Consequently, the market now expects the Federal Reserve to delay interest rate cuts, possibly until the next quarter, as inflation concerns remain.

Many economists who previously predicted a rate cut in March have revised their expectations, with most now anticipating a cut by June.

As a result, the US Dollar continues to gain strength as the Fed signals a cautious approach, following January’s jobs report, which showed slowing job growth but a lower unemployment rate.

Meanwhile, Fed officials have expressed mixed views, with some, like Neel Kashkari, open to supporting rate cuts if inflation data improves while the job market stays strong.

For gold prices, this outlook is bearish, as a stronger US Dollar and delayed rate cuts make the precious metal less attractive.
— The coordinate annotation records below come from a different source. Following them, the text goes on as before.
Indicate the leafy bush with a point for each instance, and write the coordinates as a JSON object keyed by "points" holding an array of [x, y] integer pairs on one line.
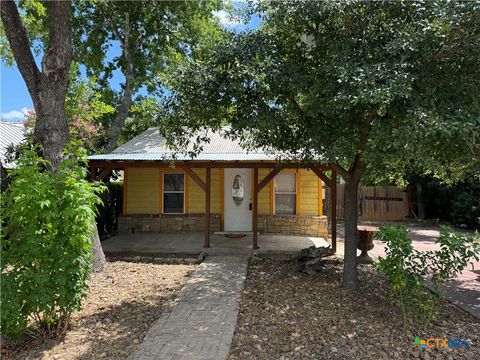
{"points": [[46, 254], [407, 269]]}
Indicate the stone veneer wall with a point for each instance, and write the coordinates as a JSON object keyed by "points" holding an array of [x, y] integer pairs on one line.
{"points": [[166, 223], [294, 225]]}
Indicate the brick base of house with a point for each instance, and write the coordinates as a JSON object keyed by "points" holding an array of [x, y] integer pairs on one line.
{"points": [[294, 225], [274, 224], [165, 223]]}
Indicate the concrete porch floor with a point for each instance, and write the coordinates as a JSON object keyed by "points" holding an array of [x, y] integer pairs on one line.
{"points": [[191, 243]]}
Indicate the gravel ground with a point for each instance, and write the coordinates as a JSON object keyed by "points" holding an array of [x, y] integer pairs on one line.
{"points": [[285, 314], [122, 302]]}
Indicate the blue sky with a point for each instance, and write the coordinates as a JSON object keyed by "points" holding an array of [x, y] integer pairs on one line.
{"points": [[15, 99]]}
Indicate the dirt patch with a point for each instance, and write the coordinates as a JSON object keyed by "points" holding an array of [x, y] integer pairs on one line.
{"points": [[285, 314], [122, 303]]}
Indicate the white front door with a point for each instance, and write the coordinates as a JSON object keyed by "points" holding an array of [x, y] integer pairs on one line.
{"points": [[238, 199]]}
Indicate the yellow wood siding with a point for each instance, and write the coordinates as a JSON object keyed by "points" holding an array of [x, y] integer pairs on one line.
{"points": [[308, 193], [143, 191], [143, 188], [196, 196], [264, 194]]}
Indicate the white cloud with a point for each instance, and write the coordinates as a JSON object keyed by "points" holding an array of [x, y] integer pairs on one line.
{"points": [[15, 115], [226, 19]]}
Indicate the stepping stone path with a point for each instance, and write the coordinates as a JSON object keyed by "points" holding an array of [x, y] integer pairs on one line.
{"points": [[201, 323]]}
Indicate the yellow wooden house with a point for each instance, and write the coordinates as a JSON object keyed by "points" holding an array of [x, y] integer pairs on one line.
{"points": [[224, 188]]}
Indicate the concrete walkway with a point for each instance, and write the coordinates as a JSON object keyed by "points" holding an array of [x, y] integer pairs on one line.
{"points": [[202, 322], [190, 244], [463, 291]]}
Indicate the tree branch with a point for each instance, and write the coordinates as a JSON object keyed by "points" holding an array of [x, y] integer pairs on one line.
{"points": [[339, 169], [298, 109], [20, 45], [58, 55], [124, 107]]}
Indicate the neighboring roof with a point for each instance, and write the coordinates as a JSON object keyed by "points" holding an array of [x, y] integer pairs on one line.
{"points": [[150, 145], [10, 133]]}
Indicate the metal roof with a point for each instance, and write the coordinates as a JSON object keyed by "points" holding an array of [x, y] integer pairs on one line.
{"points": [[150, 145], [10, 134]]}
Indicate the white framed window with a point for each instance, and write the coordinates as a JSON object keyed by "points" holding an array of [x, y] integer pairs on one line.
{"points": [[286, 194], [173, 193]]}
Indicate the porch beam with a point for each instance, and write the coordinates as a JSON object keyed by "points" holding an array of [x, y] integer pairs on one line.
{"points": [[322, 176], [207, 208], [121, 164], [268, 178], [195, 177], [333, 210], [255, 209]]}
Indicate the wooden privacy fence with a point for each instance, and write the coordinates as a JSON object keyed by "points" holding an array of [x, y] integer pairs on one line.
{"points": [[375, 202]]}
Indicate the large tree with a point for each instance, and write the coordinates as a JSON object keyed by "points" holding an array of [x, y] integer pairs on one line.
{"points": [[373, 86], [141, 40], [47, 86]]}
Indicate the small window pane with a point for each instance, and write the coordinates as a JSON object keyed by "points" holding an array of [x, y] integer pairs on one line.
{"points": [[285, 204], [173, 182], [173, 203], [285, 183]]}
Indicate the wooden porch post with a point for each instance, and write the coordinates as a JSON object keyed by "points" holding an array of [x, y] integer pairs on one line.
{"points": [[255, 208], [333, 210], [207, 207]]}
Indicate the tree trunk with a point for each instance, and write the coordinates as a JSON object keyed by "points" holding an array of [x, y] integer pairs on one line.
{"points": [[350, 276], [48, 87], [420, 203], [352, 180]]}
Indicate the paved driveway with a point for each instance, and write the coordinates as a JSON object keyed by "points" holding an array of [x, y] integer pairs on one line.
{"points": [[463, 291]]}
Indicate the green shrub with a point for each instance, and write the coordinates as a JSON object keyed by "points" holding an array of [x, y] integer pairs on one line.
{"points": [[46, 254], [407, 269]]}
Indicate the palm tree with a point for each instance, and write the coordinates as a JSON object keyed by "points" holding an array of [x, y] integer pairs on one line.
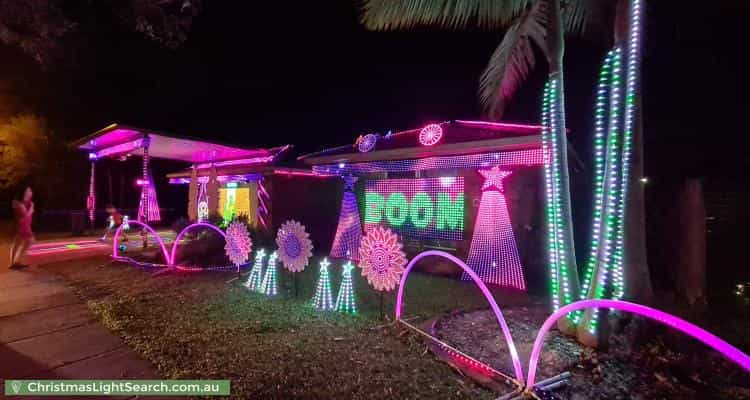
{"points": [[530, 23]]}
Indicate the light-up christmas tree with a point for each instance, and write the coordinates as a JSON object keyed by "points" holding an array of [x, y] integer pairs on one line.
{"points": [[270, 286], [346, 301], [349, 231], [322, 299], [493, 254], [256, 274]]}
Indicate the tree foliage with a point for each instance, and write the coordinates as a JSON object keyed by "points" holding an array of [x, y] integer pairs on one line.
{"points": [[24, 142], [38, 27]]}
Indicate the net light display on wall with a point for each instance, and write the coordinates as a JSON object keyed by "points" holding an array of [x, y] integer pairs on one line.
{"points": [[493, 254], [604, 276], [518, 158], [431, 208], [349, 230], [430, 135]]}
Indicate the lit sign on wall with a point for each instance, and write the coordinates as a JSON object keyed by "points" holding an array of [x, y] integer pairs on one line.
{"points": [[431, 208]]}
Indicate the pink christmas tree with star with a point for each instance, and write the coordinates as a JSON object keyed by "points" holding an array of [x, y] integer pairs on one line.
{"points": [[493, 254]]}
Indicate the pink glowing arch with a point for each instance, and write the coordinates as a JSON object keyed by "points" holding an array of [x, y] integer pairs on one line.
{"points": [[172, 257], [116, 241], [482, 287], [704, 336]]}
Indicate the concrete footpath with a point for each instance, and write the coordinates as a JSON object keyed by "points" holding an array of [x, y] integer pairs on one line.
{"points": [[47, 332]]}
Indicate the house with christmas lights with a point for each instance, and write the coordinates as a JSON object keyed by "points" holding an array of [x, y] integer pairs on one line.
{"points": [[473, 188], [221, 180]]}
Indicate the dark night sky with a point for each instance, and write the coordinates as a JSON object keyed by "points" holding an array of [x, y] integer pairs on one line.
{"points": [[309, 74]]}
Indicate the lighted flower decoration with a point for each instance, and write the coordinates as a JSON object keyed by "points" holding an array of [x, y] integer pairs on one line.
{"points": [[430, 134], [239, 245], [381, 258], [295, 247], [367, 143]]}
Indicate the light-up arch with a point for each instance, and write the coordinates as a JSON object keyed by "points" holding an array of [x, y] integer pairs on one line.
{"points": [[172, 257], [704, 336], [482, 287], [116, 241]]}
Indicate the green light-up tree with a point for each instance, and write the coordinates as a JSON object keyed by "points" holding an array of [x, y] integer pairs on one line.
{"points": [[529, 23]]}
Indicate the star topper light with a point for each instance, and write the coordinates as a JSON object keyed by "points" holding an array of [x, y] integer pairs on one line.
{"points": [[493, 178]]}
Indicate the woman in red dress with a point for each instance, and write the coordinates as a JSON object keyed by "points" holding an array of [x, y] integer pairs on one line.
{"points": [[24, 211]]}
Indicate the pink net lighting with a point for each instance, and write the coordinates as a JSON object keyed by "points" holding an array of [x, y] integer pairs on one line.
{"points": [[493, 254], [430, 135]]}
Moreover, Trump's decision to expand tariffs on steel and aluminum could further fuel inflation, potentially forcing the Fed to keep rates higher for longer.

GOLD Price Chart - Source: Tradingview
GOLD Price Chart - Source: Tradingview

GOLD (XAU/USD) – Technical Analysis

Gold (XAU/USD) is experiencing downward pressure, trading at $2,886.14, slipping 0.01% as the stronger U.S. dollar and hawkish Federal Reserve outlook weigh on sentiment. The metal remains below its pivot point at $2,898.48, signaling a potential continuation of bearish momentum.

On the technical front, the 50-day EMA at $2,854.23 is acting as a key support level, while immediate resistance stands at $2,943.27. A break above this level could trigger further upside towards $2,966.54, with an extended rally possible up to $2,990.75. However, the current structure suggests a lower probability of a breakout as long as the dollar remains strong.

Downside risks persist, with $2,862.33 serving as immediate support. A break below this level could accelerate selling pressure, exposing $2,833.82 and potentially deeper support at $2,806.78. Given the setup, traders may consider short positions below $2,898, targeting $2,862, with a stop loss at $2,920 to manage risk.

Gold’s near-term trend will likely be dictated by upcoming U.S. economic data, particularly inflation figures and any shifts in Federal Reserve rate expectations. If inflation softens, gold could regain ground; however, persistently high inflation may reinforce the dollar’s strength, limiting gold’s upside potential.